Terror plot to attack New York-Toronto railroad thwarted in Canada
Canadian law enforcement confirmed Monday afternoon that authorities thwarted an alleged terror plot in Canada that targeted a Via Rail passenger train that operates between Toronto, Ontario and New York City in the United States.
During Monday’s press conference, the Royal Canadian Mounted Police (RCMP) confirmed that they apprehended and charged two men earlier in the day that they believe unsuccessfully hatched what is being called a homegrown terror plot. The suspects now in custody have been named as Chiheb Esseghaier, 30, and Raed Jaser, residents of Montreal, Quebec and Toronto, Ontario, respectively.
"We are alleging that these two individuals took steps and conducted activities to initiate a terrorist attack," Jennifer Strachan, criminal operations officer for RCMP Ontario, said during Monday’s presser.

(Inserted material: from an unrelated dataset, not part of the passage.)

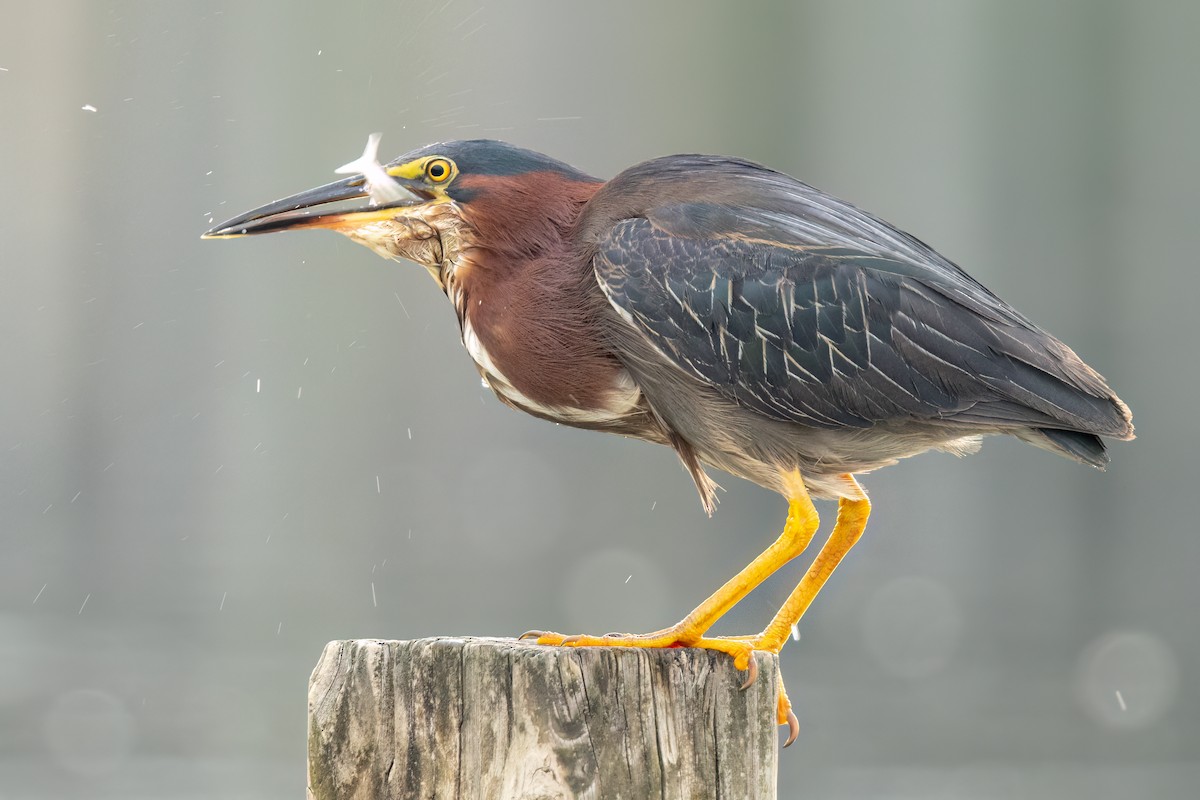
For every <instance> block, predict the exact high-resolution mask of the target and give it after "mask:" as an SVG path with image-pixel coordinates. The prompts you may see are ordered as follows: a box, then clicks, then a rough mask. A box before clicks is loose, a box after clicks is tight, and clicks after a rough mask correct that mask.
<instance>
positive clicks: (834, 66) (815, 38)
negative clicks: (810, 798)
mask: <svg viewBox="0 0 1200 800" xmlns="http://www.w3.org/2000/svg"><path fill="white" fill-rule="evenodd" d="M1198 30H1200V5H1196V4H1189V2H1183V1H1181V2H1162V4H1151V2H1139V4H1133V2H1128V4H1121V2H1103V1H1081V2H1056V4H1043V2H1013V1H1012V0H997V1H995V2H920V4H917V2H911V4H905V2H871V4H866V2H834V1H832V0H830V1H829V2H794V4H780V2H761V4H757V2H738V4H707V2H706V4H694V2H688V4H685V2H673V4H653V5H652V4H642V2H604V4H601V2H594V4H588V5H587V6H584V5H583V4H558V2H550V1H546V2H505V4H490V5H480V4H479V2H478V0H436V1H434V2H430V4H426V2H416V1H408V2H394V1H389V2H373V1H365V2H359V1H354V0H348V1H346V2H340V4H322V5H319V6H318V5H316V4H313V5H312V6H307V7H305V8H304V11H301V10H300V6H299V4H296V5H293V4H283V2H275V4H266V2H262V4H245V2H232V1H226V0H217V1H212V2H190V4H184V2H178V4H155V2H119V1H118V2H109V1H101V2H73V4H72V2H44V4H29V2H5V4H4V6H2V23H0V281H2V283H0V326H2V327H0V330H2V337H4V338H2V341H4V345H2V348H0V375H2V377H4V390H2V392H0V799H2V800H14V799H18V798H300V796H302V793H304V789H305V728H304V726H305V693H306V682H307V678H308V673H310V670H311V669H312V667H313V664H314V663H316V661H317V656H318V655H319V652H320V649H322V646H323V644H324V643H325V642H326V640H329V639H335V638H352V637H383V638H413V637H421V636H430V634H440V633H455V634H468V633H474V634H515V633H518V632H521V631H522V630H526V628H528V627H544V628H552V630H559V631H565V632H577V631H588V632H602V631H608V630H631V631H641V630H653V628H658V627H661V626H664V625H667V624H670V622H672V621H674V620H677V619H679V618H680V616H682V615H683V614H684V613H685V612H686V610H689V609H690V608H691V607H692V606H694V604H695V603H696V602H698V601H700V600H701V599H703V597H704V596H706V595H707V594H708V593H709V591H710V590H713V589H714V588H715V587H718V585H719V584H720V583H721V582H722V581H724V579H725V578H726V577H728V576H730V575H732V572H733V571H734V570H737V569H738V567H740V566H742V565H743V564H745V563H746V561H749V560H750V559H751V558H752V557H754V555H755V554H756V553H758V552H760V551H761V549H762V548H763V547H766V545H767V543H769V542H770V541H772V540H773V539H774V536H775V535H776V533H778V530H779V528H780V525H781V523H782V519H784V515H785V510H786V509H785V504H784V501H782V500H781V499H779V498H778V497H775V495H773V494H770V493H768V492H766V491H763V489H760V488H758V487H755V486H750V485H746V483H744V482H739V481H737V480H733V479H730V477H728V476H718V479H719V480H720V482H721V483H722V485H724V486H725V488H726V492H725V493H724V494H722V501H721V506H720V509H719V511H718V515H716V517H715V518H713V519H707V518H706V517H704V515H703V513H702V511H701V507H700V504H698V503H697V499H696V497H695V491H694V489H692V487H691V482H690V481H689V480H688V477H686V475H685V474H684V473H683V471H682V470H680V469H679V467H678V464H677V463H676V458H674V456H673V455H672V453H670V452H668V451H666V450H665V449H656V447H654V446H650V445H646V444H640V443H631V441H624V440H622V439H619V438H616V437H601V435H599V434H594V433H587V432H580V431H574V429H569V428H563V427H554V426H551V425H547V423H545V422H541V421H538V420H534V419H532V417H526V416H522V415H518V414H516V413H514V411H510V410H508V409H505V408H503V407H502V405H500V404H499V402H497V401H496V399H494V398H493V397H492V396H491V395H490V393H488V392H487V391H486V390H484V389H482V387H481V386H480V381H479V377H478V374H476V373H475V371H474V368H473V366H472V365H470V362H469V359H468V357H467V355H466V354H464V353H463V350H462V347H461V343H460V341H458V336H457V330H456V325H455V320H454V315H452V313H451V311H450V307H449V305H448V303H446V302H445V300H444V299H443V297H442V296H440V294H439V293H438V290H437V288H436V287H434V285H433V283H432V282H431V281H430V279H428V277H427V276H426V275H425V272H424V270H420V269H418V267H415V266H413V265H410V264H396V263H389V261H385V260H383V259H379V258H378V257H376V255H373V254H372V253H370V252H368V251H367V249H365V248H361V247H358V246H354V245H353V243H350V242H349V241H347V240H343V239H341V237H338V236H335V235H332V234H326V233H312V234H293V235H286V236H263V237H254V239H246V240H239V241H232V242H226V241H215V242H214V241H200V240H199V234H200V233H202V231H203V230H205V229H206V228H209V227H210V223H212V222H220V221H221V219H224V218H228V217H230V216H233V215H235V213H238V212H241V211H245V210H247V209H250V207H253V206H256V205H259V204H262V203H265V201H268V200H271V199H275V198H277V197H281V196H284V194H288V193H292V192H295V191H300V190H305V188H308V187H311V186H314V185H317V184H322V182H325V181H328V180H331V179H332V178H334V175H332V169H334V168H335V167H337V166H338V164H341V163H344V162H347V161H349V160H350V158H353V157H355V156H356V155H358V154H359V152H360V151H361V148H362V144H364V142H365V138H366V134H367V133H368V132H371V131H383V132H384V138H383V155H384V156H385V157H386V158H391V157H394V156H396V155H400V154H401V152H404V151H407V150H409V149H412V148H415V146H418V145H421V144H426V143H428V142H433V140H439V139H451V138H472V137H496V138H504V139H509V140H511V142H515V143H518V144H521V145H526V146H530V148H534V149H539V150H544V151H545V152H548V154H552V155H554V156H557V157H559V158H563V160H565V161H569V162H571V163H575V164H577V166H580V167H582V168H584V169H587V170H589V172H592V173H594V174H598V175H612V174H614V173H616V172H618V170H620V169H622V168H624V167H626V166H629V164H632V163H635V162H637V161H641V160H644V158H648V157H653V156H658V155H664V154H670V152H680V151H708V152H725V154H733V155H740V156H745V157H749V158H754V160H757V161H762V162H766V163H768V164H770V166H773V167H775V168H779V169H782V170H785V172H788V173H791V174H794V175H797V176H799V178H802V179H803V180H806V181H809V182H811V184H814V185H816V186H820V187H822V188H824V190H827V191H829V192H833V193H835V194H838V196H841V197H845V198H847V199H850V200H852V201H854V203H856V204H858V205H860V206H863V207H865V209H868V210H871V211H874V212H876V213H878V215H881V216H883V217H884V218H887V219H889V221H892V222H894V223H895V224H898V225H900V227H901V228H904V229H906V230H910V231H912V233H914V234H916V235H918V236H919V237H922V239H924V240H926V241H929V242H930V243H932V245H934V246H935V247H937V248H938V249H940V251H941V252H943V253H944V254H947V255H948V257H950V258H952V259H954V260H956V261H958V263H960V264H961V265H964V266H965V267H966V269H967V270H968V271H970V272H972V273H973V275H974V276H976V277H978V278H979V279H980V281H983V283H985V284H986V285H989V287H990V288H992V289H994V290H995V291H997V294H1000V295H1001V296H1003V297H1004V299H1007V300H1009V301H1010V302H1013V303H1014V305H1015V306H1016V307H1019V308H1020V309H1022V311H1024V312H1025V313H1027V314H1028V315H1030V317H1032V318H1033V319H1034V320H1037V321H1038V323H1039V324H1042V325H1043V326H1045V327H1046V329H1048V330H1050V331H1052V332H1054V333H1056V335H1057V336H1060V337H1061V338H1063V339H1064V341H1067V342H1068V343H1070V344H1072V345H1073V347H1074V348H1075V349H1076V350H1078V351H1079V353H1080V354H1081V355H1082V356H1084V357H1085V359H1086V360H1087V361H1088V362H1091V363H1092V365H1093V366H1096V367H1097V368H1098V369H1099V371H1100V372H1103V373H1104V374H1105V375H1106V377H1108V378H1109V379H1110V380H1111V383H1112V385H1114V386H1115V387H1116V390H1117V391H1118V392H1120V393H1121V395H1122V397H1123V398H1124V399H1126V401H1127V402H1128V403H1129V405H1130V407H1132V408H1133V410H1134V416H1135V421H1136V423H1138V426H1139V427H1138V429H1139V439H1138V440H1136V441H1135V443H1133V444H1128V445H1123V444H1120V445H1115V446H1114V449H1112V450H1114V453H1112V455H1114V463H1112V467H1111V468H1110V469H1109V471H1108V473H1105V474H1102V473H1098V471H1094V470H1090V469H1086V468H1082V467H1079V465H1075V464H1072V463H1069V462H1067V461H1064V459H1061V458H1055V457H1052V456H1050V455H1048V453H1044V452H1042V451H1038V450H1034V449H1031V447H1027V446H1025V445H1021V444H1019V443H1016V441H1010V440H998V439H992V440H989V441H988V443H986V445H985V446H984V450H983V452H982V453H980V455H978V456H974V457H972V458H970V459H967V461H964V462H960V461H956V459H954V458H953V457H949V456H943V455H929V456H924V457H920V458H917V459H913V461H910V462H906V463H905V464H902V465H900V467H895V468H892V469H888V470H884V471H882V473H880V474H876V475H871V476H868V477H866V479H865V480H864V483H865V486H866V487H868V488H869V489H870V491H871V493H872V498H874V501H875V515H874V517H872V524H871V527H870V528H869V529H868V533H866V535H865V537H864V540H863V542H862V545H860V546H859V548H858V549H856V551H854V553H853V554H852V555H851V558H850V559H848V561H847V563H846V564H845V565H844V567H842V570H841V571H839V572H838V575H836V576H835V577H834V579H833V581H830V583H829V585H828V588H827V591H826V594H824V595H823V596H822V597H821V600H820V601H818V602H817V603H816V606H815V607H814V608H812V612H811V613H810V614H809V615H808V618H806V619H805V620H804V622H803V631H802V632H803V639H802V642H800V643H799V644H791V645H790V646H788V648H787V649H786V650H785V651H784V655H782V668H784V674H785V676H786V680H787V685H788V687H790V691H791V696H792V699H793V700H794V704H796V709H797V712H798V714H799V717H800V722H802V726H803V730H802V733H800V739H799V741H798V744H797V745H796V746H794V747H792V748H791V750H790V751H787V752H786V753H785V754H784V756H782V758H781V774H780V796H782V798H1046V799H1050V798H1055V799H1057V798H1114V799H1116V798H1134V796H1138V798H1150V796H1153V798H1193V796H1196V795H1195V792H1196V786H1198V784H1200V692H1198V691H1196V680H1198V675H1196V672H1198V667H1200V642H1198V636H1196V632H1198V625H1196V610H1198V607H1200V581H1198V579H1196V569H1198V565H1200V537H1198V536H1196V525H1195V522H1194V510H1193V505H1194V500H1193V498H1192V497H1189V494H1190V492H1192V491H1194V487H1193V483H1194V477H1195V469H1194V467H1193V461H1192V458H1193V453H1194V451H1195V449H1196V446H1198V445H1200V423H1198V415H1196V413H1195V392H1196V390H1198V379H1196V363H1198V355H1196V350H1198V341H1196V336H1195V323H1196V291H1198V289H1200V277H1198V270H1196V258H1195V253H1196V252H1198V248H1196V245H1198V242H1196V241H1195V239H1196V228H1198V212H1200V192H1198V190H1196V186H1198V180H1196V179H1198V175H1200V169H1198V168H1200V156H1198V152H1200V149H1198V146H1196V143H1198V142H1200V103H1198V100H1196V97H1198V95H1196V86H1198V85H1200V56H1198V49H1196V46H1195V34H1196V31H1198ZM822 511H824V512H827V513H826V518H827V521H828V519H830V518H832V506H828V505H822ZM802 561H803V559H802ZM803 570H804V563H797V564H794V565H790V566H788V567H787V569H785V570H784V571H782V572H781V573H780V575H779V576H778V577H776V578H775V579H773V581H770V582H769V583H768V584H767V585H764V587H763V588H762V589H761V590H760V591H757V593H755V594H754V595H752V596H751V597H750V599H749V600H748V601H746V602H744V603H742V604H740V606H739V607H738V608H737V609H734V612H733V613H731V614H730V615H728V616H727V618H726V620H725V621H724V622H722V625H721V630H724V631H726V632H731V633H743V632H754V631H757V630H760V627H761V626H762V625H763V624H764V621H766V620H767V619H768V618H769V616H770V614H772V613H773V612H774V609H775V608H776V607H778V606H779V604H780V603H781V602H782V600H784V597H785V596H786V594H787V591H788V590H790V589H791V587H792V585H793V584H794V582H796V581H797V579H798V576H799V575H800V573H802V572H803Z"/></svg>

The Canadian Broadcasting Corporation adds that the suspects were under investigation for over a year before brought into custody, and assistance was provided by entities on both sides of the border including the United States’ FBI and Department of Homeland Security, although the plot itself involved attacking a train on Canadian soil.

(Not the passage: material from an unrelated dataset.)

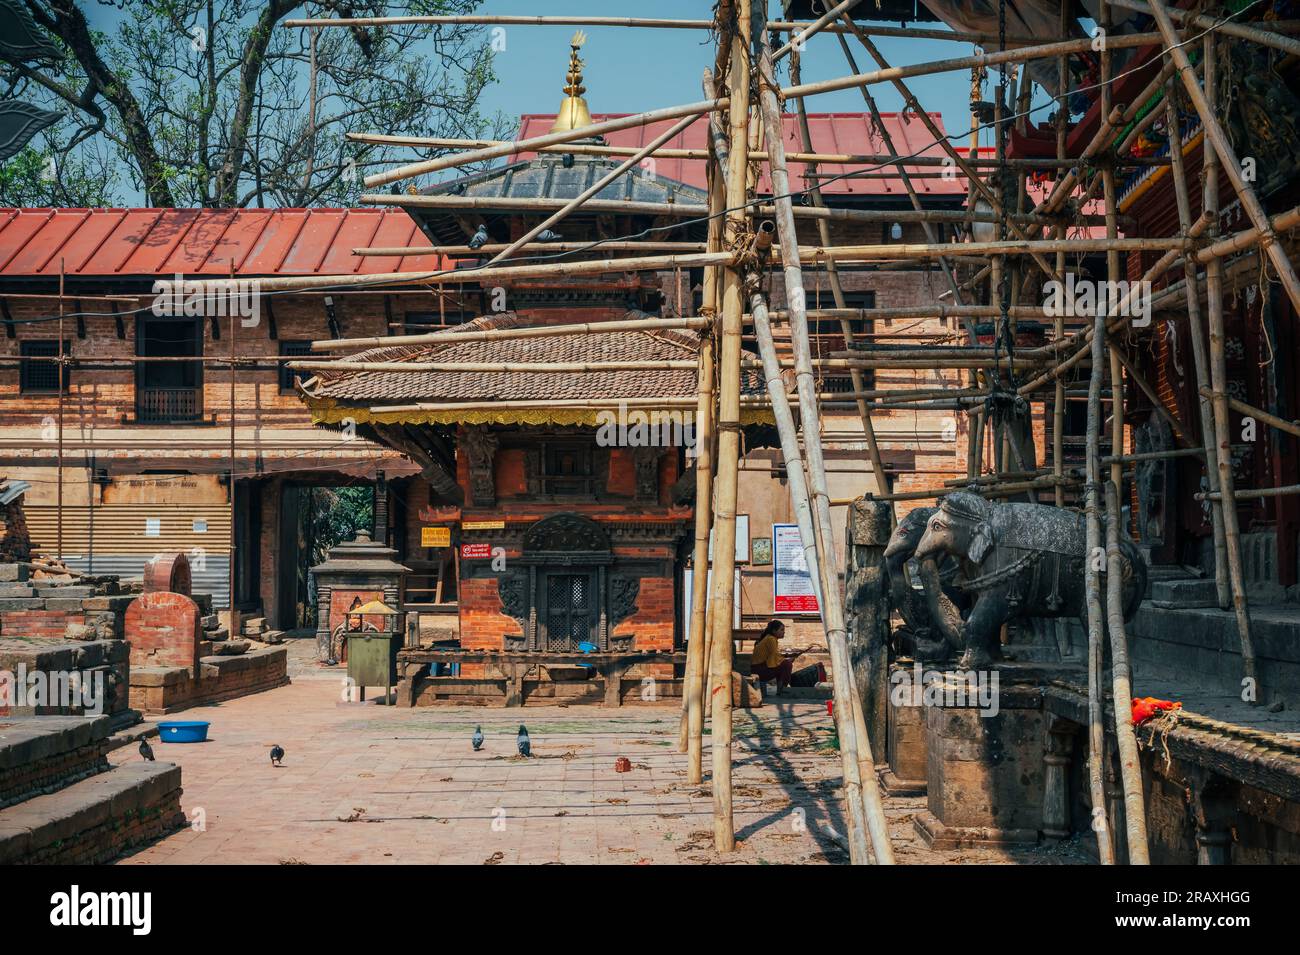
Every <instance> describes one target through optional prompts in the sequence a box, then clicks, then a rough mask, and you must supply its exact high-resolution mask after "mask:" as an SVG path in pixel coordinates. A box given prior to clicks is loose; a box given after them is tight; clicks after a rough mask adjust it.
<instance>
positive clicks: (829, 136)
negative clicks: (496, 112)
mask: <svg viewBox="0 0 1300 955" xmlns="http://www.w3.org/2000/svg"><path fill="white" fill-rule="evenodd" d="M623 116H628V113H595V114H593V116H591V120H593V121H595V122H603V121H604V120H616V118H619V117H623ZM930 116H931V118H932V120H933V121H935V123H936V126H937V127H939V129H940V130H944V121H943V117H941V116H940V114H939V113H931V114H930ZM783 120H784V127H785V151H787V152H803V138H802V136H801V134H800V121H798V117H797V116H796V114H793V113H785V114H784V117H783ZM880 120H881V122H883V125H884V127H885V131H888V133H889V138H891V139H892V140H893V144H894V149H897V151H898V155H900V156H911V155H914V153H918V155H920V156H936V157H943V156H944V155H945V153H944V151H943V147H940V146H937V144H936V143H935V138H933V136H932V135H931V134H930V130H927V129H926V126H924V125H923V123H922V122H920V120H918V118H917V117H914V116H911V117H907V118H904V114H902V113H881V114H880ZM554 122H555V114H554V113H551V114H549V116H546V114H537V113H526V114H524V116H521V117H520V121H519V136H517V138H519V139H528V138H530V136H539V135H543V134H545V133H549V131H550V129H551V125H552V123H554ZM675 122H677V121H676V120H664V121H662V122H656V123H650V125H649V126H638V127H634V129H630V130H620V131H617V133H607V134H604V138H606V140H607V142H608V144H610V146H630V147H640V146H645V144H646V143H649V142H650V140H653V139H654V138H655V136H658V135H660V134H662V133H664V131H666V130H667V129H668V127H669V126H672V123H675ZM707 130H708V125H707V120H706V117H701V118H699V120H697V121H695V122H693V123H692V125H690V126H688V127H686V129H685V130H682V133H681V134H679V135H677V136H675V138H672V139H669V140H668V142H667V143H666V144H664V146H666V147H667V148H672V149H703V148H705V147H706V136H707ZM809 133H810V134H811V140H813V148H814V151H815V152H820V153H853V155H859V156H861V155H880V156H884V155H888V152H889V149H888V148H885V143H884V136H881V135H880V133H879V131H878V130H876V127H875V123H872V122H871V114H870V113H809ZM533 155H534V153H529V152H523V153H517V155H516V156H513V157H512V160H513V159H528V157H530V156H533ZM905 168H906V169H907V173H909V174H911V173H922V172H924V173H930V174H931V177H930V178H920V177H917V178H914V179H913V185H914V186H915V187H917V192H918V194H919V195H922V196H927V195H928V196H944V197H948V196H953V197H965V196H966V179H965V177H961V175H958V177H956V178H953V179H944V178H941V177H939V175H933V173H936V172H939V169H937V168H936V166H911V165H907V166H905ZM862 169H870V166H863V165H852V166H850V165H823V166H822V168H820V169H819V170H818V172H819V173H832V174H836V173H846V172H853V170H862ZM805 172H806V164H803V162H792V164H790V179H792V185H793V186H796V187H803V174H805ZM879 172H881V173H885V172H889V168H885V169H880V170H879ZM655 173H656V174H658V175H666V177H668V178H669V179H676V181H677V182H684V183H688V185H690V186H695V187H698V188H707V186H706V183H705V161H703V160H681V159H655ZM822 182H823V183H824V185H823V187H822V191H823V192H824V194H827V195H839V196H906V195H907V191H906V190H905V188H904V185H902V181H901V179H898V178H897V177H887V178H881V179H835V181H832V182H827V181H826V179H822ZM759 191H761V192H768V194H771V191H772V187H771V182H770V181H768V178H767V173H766V170H764V172H763V175H762V178H761V179H759Z"/></svg>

Police do not believe the plot is related to the terrorist attack in Boston, Massachusetts last week that left three people dead, but do allege that the Canadian operation was to some extent supported by an Al-Qaeda affiliate in Iran. Iranian authorities, however, have vowed Tehran has no links to the group.

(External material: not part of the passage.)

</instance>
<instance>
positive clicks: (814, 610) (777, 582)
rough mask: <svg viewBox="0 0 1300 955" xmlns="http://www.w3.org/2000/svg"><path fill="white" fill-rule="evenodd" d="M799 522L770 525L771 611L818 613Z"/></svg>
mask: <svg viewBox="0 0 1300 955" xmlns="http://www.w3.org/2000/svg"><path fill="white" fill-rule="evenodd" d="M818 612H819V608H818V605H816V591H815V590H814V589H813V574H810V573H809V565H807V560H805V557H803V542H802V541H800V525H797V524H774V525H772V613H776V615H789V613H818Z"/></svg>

“This is the most hilarious thing I've heard in my 64 years,” Iranian Foreign Minister Ali Akbar Salehi said, as quoted by ISNA news agency. He added that any suggestion that Al-Qaeda is linked to Iran is “truly ridiculous.”
The suspects, say investigators, were spotted routinely monitoring train activity in the Toronto area. An arrest had originally been planned for three weeks earlier, but their apprehension was put on hold for reasons not yet known.
Details on the suspects are scant as preliminary reports come in, but Robert Fife, chief of CTV’s Ottawa news bureau, says, “it does not appear to be a case of radicalization of youth.”